JED BABBIN: KERRY FOR THE PENTAGON? NO!!!
http://washingtonexaminer.com/kerrys-the-wrong-man-for-the-pentagon/article/2513883
In its 65-year history, the Defense Department has been led by people of various political stripes. But never has the nomination of any Secretary of Defense been a direct insult to the men and women who served our nation in uniform. That will no longer be true if, as is rumored, President Obama nominates Sen. John Kerry, D-Mass., to succeed Leon Panetta at the Pentagon.
White House trial balloons indicate that Kerry is under consideration for two big jobs: secretary of state and secretary of defense. U.N. Ambassador Susan Rice is apparently also in consideration for the state position.

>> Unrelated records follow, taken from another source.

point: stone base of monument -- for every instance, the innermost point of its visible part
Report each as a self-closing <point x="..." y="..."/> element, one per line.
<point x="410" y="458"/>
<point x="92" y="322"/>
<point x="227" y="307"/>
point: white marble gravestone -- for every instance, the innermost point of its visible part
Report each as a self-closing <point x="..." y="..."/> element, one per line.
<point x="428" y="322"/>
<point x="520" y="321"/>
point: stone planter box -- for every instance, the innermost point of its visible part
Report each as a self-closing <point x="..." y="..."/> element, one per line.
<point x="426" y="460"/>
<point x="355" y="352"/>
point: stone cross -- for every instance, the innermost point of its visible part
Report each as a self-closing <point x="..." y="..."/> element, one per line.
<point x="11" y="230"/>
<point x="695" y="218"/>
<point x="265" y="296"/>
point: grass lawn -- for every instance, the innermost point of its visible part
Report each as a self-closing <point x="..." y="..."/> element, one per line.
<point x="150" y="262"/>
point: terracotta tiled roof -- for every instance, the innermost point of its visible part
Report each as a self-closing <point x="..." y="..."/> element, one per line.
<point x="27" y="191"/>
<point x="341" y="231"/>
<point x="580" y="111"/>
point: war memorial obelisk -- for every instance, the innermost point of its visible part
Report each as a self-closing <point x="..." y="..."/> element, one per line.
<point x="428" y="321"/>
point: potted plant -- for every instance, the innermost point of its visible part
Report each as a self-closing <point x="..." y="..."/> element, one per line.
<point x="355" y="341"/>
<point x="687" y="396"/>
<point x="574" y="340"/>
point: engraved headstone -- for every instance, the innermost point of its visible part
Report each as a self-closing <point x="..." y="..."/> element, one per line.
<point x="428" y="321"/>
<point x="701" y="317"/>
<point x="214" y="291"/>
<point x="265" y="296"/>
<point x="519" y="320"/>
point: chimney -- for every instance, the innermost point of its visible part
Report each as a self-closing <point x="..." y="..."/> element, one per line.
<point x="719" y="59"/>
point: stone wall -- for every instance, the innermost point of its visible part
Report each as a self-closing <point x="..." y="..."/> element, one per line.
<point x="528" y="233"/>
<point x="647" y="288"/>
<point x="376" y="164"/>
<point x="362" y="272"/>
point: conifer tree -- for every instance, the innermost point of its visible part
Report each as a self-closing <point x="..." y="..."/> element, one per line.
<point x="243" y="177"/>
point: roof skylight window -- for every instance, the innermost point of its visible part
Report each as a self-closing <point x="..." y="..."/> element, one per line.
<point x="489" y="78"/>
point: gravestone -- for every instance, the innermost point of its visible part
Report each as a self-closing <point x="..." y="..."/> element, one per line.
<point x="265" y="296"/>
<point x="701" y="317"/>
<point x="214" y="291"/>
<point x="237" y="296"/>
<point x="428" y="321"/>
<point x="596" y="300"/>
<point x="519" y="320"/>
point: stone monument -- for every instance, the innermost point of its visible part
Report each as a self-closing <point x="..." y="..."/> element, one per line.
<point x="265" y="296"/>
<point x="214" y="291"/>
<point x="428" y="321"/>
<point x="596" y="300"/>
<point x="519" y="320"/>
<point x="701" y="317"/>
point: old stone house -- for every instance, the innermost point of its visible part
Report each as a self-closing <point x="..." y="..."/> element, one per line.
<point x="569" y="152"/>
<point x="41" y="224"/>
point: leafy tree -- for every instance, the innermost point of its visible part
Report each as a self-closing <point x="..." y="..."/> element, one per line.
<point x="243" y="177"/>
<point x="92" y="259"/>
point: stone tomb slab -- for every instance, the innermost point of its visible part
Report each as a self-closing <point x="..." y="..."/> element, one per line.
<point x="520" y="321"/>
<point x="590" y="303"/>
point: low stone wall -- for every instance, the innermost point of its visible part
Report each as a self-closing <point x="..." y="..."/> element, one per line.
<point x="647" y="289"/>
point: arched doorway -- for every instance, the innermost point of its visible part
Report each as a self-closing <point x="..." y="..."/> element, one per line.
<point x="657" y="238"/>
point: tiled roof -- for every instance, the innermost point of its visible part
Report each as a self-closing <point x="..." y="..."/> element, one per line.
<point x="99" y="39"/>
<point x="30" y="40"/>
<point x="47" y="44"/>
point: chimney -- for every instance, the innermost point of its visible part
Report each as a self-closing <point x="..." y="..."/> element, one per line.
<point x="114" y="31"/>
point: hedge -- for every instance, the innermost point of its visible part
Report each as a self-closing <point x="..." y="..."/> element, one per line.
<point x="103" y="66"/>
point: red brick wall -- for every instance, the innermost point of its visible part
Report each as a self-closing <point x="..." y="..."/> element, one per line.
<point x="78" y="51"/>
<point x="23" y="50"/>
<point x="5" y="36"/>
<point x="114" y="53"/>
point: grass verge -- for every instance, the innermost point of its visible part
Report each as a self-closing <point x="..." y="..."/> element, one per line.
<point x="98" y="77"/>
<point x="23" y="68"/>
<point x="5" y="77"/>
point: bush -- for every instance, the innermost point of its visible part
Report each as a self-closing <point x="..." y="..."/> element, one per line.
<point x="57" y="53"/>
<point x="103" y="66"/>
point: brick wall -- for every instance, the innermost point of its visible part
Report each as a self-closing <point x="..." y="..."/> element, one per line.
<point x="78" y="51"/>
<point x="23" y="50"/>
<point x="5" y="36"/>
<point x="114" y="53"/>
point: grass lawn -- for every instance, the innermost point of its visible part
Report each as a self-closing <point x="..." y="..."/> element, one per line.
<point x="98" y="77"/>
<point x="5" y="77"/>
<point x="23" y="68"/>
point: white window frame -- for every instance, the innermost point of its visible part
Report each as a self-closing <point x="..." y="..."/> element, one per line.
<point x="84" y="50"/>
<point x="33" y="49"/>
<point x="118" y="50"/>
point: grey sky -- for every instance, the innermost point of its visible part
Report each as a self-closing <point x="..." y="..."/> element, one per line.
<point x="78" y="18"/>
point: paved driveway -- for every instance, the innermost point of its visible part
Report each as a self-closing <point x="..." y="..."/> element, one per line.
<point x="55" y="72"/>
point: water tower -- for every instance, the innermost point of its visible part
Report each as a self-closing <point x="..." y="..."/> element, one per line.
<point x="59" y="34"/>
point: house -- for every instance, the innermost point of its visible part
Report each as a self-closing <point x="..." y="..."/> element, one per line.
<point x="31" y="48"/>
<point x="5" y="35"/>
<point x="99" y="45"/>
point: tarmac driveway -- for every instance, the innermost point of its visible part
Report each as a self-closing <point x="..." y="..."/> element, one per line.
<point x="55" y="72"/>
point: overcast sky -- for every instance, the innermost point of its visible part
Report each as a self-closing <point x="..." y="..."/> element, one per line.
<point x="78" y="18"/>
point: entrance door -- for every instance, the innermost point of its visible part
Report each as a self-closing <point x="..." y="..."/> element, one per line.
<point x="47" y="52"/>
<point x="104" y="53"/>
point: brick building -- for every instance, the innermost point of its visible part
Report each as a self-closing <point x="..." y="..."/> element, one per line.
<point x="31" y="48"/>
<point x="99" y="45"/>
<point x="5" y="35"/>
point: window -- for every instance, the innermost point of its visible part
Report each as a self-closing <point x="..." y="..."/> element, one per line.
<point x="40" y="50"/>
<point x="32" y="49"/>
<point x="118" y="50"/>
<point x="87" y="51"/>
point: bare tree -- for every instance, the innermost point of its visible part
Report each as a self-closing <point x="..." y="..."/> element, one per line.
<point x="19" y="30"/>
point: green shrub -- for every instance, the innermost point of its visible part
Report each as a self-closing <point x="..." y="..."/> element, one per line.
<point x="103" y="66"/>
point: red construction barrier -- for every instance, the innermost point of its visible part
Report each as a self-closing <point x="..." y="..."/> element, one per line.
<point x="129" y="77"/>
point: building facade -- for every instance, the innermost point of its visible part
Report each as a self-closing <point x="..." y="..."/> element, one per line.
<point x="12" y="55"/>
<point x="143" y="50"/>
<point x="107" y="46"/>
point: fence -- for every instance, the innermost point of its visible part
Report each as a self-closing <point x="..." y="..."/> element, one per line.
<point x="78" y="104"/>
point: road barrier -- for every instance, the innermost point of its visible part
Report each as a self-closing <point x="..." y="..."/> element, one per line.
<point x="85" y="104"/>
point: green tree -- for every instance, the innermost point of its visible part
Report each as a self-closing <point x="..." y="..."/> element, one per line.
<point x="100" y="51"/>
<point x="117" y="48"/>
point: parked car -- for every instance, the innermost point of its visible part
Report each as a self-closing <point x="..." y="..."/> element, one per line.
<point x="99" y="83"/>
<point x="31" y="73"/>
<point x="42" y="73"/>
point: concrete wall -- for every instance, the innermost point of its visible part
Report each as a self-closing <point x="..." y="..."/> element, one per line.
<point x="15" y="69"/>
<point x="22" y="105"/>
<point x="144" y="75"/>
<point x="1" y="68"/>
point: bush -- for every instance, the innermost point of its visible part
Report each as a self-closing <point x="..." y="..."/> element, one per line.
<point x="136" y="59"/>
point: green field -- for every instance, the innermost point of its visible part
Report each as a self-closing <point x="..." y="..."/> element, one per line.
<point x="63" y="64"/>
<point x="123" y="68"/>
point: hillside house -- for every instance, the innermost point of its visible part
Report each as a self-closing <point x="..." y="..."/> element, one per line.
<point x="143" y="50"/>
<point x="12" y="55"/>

What makes Kerry different, especially for defense, is that he built his entire political career on his anti-war activities, including his leadership of the radical Vietnam Veterans Against the War. Kerry served in Vietnam, but he gained notoriety with his 1971 testimony before the Senate Foreign Relations Committee. In his opening statement to the committee, Kerry described an activist event he had recently attended, known as the “Winter Soldier Investigation,” in which young men stepped forward to denounce themselves and others (though never by name) for war crimes they had supposedly witnessed or committed in Vietnam.
“These were not isolated incidents,” Kerry said of the denunciations, “but crimes committed on a day-to-day basis, with the full awareness of officers at all levels of command … They told stories that, at times, they had personally raped, cut off ears, cut off heads, taped wires from portable telephones to human genitals and turned up the power, cut off limbs, blown up bodies, randomly shot at civilians, razed villages in fashion reminiscent of Genghis Khan, shot cattle and dogs for fun, poisoned food stocks, and generally ravaged the countryside of South Vietnam, in addition to the normal ravage of war and the normal and very particular ravaging which is done by the applied bombing power of this country.”
To Kerry, American soldiers were war criminals. When Kerry ran for president in 2004, I interviewed several former POWs who were in North Vietnamese captivity when Kerry’s activities were at their height. These men were regularly tortured, beaten and starved. Their feelings toward Kerry are unforgiving.
Air Force pilot Tom Collins, shot down in 1965 and held for eight years, told me that the Vietnamese used speeches by Jane Fonda and Kerry’s VVAW group in coercive interrogations as a “constant barrage … for the purpose of demoralizing me … [and] as a tool of coercion.” Collins said, “I was in the POW camp a year longer than I would have been but for this activity.”
Naval aviator Jack Ensch was severely injured when shot down in 1972, and refused medical help. He was held in a group of about twenty POWs. Ensch said, “Everybody in my group … had feelings that ranged from disgust and contempt to anger to demoralization about what people like Jane Fonda and Kerry and, you know, everybody that was back here in our opinion helping the enemy cause.”
Dick Vaughn, another Air Force pilot, was shot down in December 1971. He told me, “Kerry gave aid and comfort to the enemy by his actions after leaving the Navy. He said things that prolonged the war, caused more American servicemen to be killed, and in doing such he got POWs tortured even more than they were already. … Kerry was a traitor.”
There is a bond of trust that has to exist between every president and every soldier, sailor, airman and Marine. If Obama nominates Kerry to be the next Secretary of Defense, that bond will have been broken.
Jed Babbin was appointed deputy undersecretary of defense by President George H.W. Bush. He is the author of such best-selling books as “Inside the Asylum” and “In the Words of Our Enemies.”